Collaboration is another central part of the project. Created by FEMA, it is owned and maintained by North Carolina’s EMS with grant funding from the U.S. Department of Health and Human Services. Much of the grunt work of unloading and setting up the hospital is done by volunteers from the N.C. Baptist Men’s Disaster Relief organization, who travel with the hospital when it’s deployed.

The volunteers include plumbers, electricians, carpenters and other tradesmen ready to solve any problem that might slow down the hospital’s deployment. Stringer has even partnered with a local North Carolina hospital to make sure he can maintain a stockpile of medical materials that are ready at a moment’s notice.

Stringer and his team got their first taste of action in 2014 when the hospital deployed to Louisville, Mississippi. The town and its local hospital were badly damaged by tornadoes and in need of help. Within days of being deployed the hospital was able to offer basic services and soon after was able to accept a wide range of patients.

Officials plan to have a temporary hospital open in some capacity until 2018 when construction of a new hospital in Louisville is complete. “Quick response time is obviously an important part of our mission, but maintaining a presence in the affected communities can be equally important. One of the major obstacles to New Orleans’ recovery after Katrina was that many of the health care workers had left town. There weren’t hospitals for them to work in.

“In Louisville we’ve managed to keep 100 of the 140 hospital employees. These people have relationships with their patients and it’s important that they stay in this community to continue providing care.”

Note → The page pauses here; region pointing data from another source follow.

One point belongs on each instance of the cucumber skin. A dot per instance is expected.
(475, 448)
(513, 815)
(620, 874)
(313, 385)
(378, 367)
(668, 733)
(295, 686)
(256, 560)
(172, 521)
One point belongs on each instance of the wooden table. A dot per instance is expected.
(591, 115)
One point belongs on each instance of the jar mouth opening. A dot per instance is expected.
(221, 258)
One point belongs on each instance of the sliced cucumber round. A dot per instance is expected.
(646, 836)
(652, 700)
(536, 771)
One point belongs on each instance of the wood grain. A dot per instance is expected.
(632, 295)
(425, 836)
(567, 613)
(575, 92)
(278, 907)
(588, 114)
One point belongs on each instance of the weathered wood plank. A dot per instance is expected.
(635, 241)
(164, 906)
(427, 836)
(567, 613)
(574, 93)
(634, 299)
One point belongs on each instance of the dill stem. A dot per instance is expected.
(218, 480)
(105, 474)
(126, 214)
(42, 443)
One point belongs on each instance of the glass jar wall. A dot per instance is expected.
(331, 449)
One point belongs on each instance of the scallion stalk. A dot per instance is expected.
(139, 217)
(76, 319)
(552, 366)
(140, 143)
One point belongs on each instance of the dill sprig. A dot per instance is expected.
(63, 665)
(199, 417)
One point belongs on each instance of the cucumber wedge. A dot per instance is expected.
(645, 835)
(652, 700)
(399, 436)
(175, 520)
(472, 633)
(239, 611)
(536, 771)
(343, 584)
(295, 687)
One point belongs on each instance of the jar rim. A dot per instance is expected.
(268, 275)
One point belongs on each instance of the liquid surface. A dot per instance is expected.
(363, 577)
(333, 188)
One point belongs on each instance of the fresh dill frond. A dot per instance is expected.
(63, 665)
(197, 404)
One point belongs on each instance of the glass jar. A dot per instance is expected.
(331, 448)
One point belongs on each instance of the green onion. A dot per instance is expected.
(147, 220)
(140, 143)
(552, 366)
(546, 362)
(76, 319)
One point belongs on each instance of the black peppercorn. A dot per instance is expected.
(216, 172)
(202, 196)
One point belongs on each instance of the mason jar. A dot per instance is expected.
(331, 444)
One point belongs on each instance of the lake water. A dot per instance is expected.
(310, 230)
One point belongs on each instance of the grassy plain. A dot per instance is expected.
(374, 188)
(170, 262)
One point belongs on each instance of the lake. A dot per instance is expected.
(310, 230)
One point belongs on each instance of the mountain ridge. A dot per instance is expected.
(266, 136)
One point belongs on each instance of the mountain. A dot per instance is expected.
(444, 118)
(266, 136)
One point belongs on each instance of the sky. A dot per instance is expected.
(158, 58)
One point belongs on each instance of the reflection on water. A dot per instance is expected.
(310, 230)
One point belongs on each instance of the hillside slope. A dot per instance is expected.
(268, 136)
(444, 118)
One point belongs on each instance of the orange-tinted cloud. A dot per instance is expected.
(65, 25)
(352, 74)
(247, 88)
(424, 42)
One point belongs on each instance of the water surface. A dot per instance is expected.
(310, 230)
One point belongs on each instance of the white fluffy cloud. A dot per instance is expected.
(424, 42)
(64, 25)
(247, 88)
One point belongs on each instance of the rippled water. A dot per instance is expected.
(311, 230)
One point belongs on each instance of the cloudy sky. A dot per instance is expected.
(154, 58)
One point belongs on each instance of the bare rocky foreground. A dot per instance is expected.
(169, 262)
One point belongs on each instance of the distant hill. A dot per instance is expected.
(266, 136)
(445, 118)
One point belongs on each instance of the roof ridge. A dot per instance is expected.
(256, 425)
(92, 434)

The deployment in Louisville also provided an important opportunity to see what worked and what needed to be improved. Nurses told him that showers need to be wheelchair accessible and that they prefer simpler, single-channel IV pumps. Patients requested more private rooms. Doctors asked for improved access to electronic medical records.

Perhaps the biggest problem is one you wouldn’t expect. “Truckers. We have all the equipment loaded and ready to go, but it’s hard to find drivers and rigs to haul 23 trailers across the country at the drop of a hat. That hurt our response time.”

Despite the problems he encountered, says Stringer, the first deployment was a success. “I was the senior medical officer for many natural disasters in the country for 10 years, and I can honestly say that the collaboration and sense of community I witnessed on this project was the best I’ve ever seen.”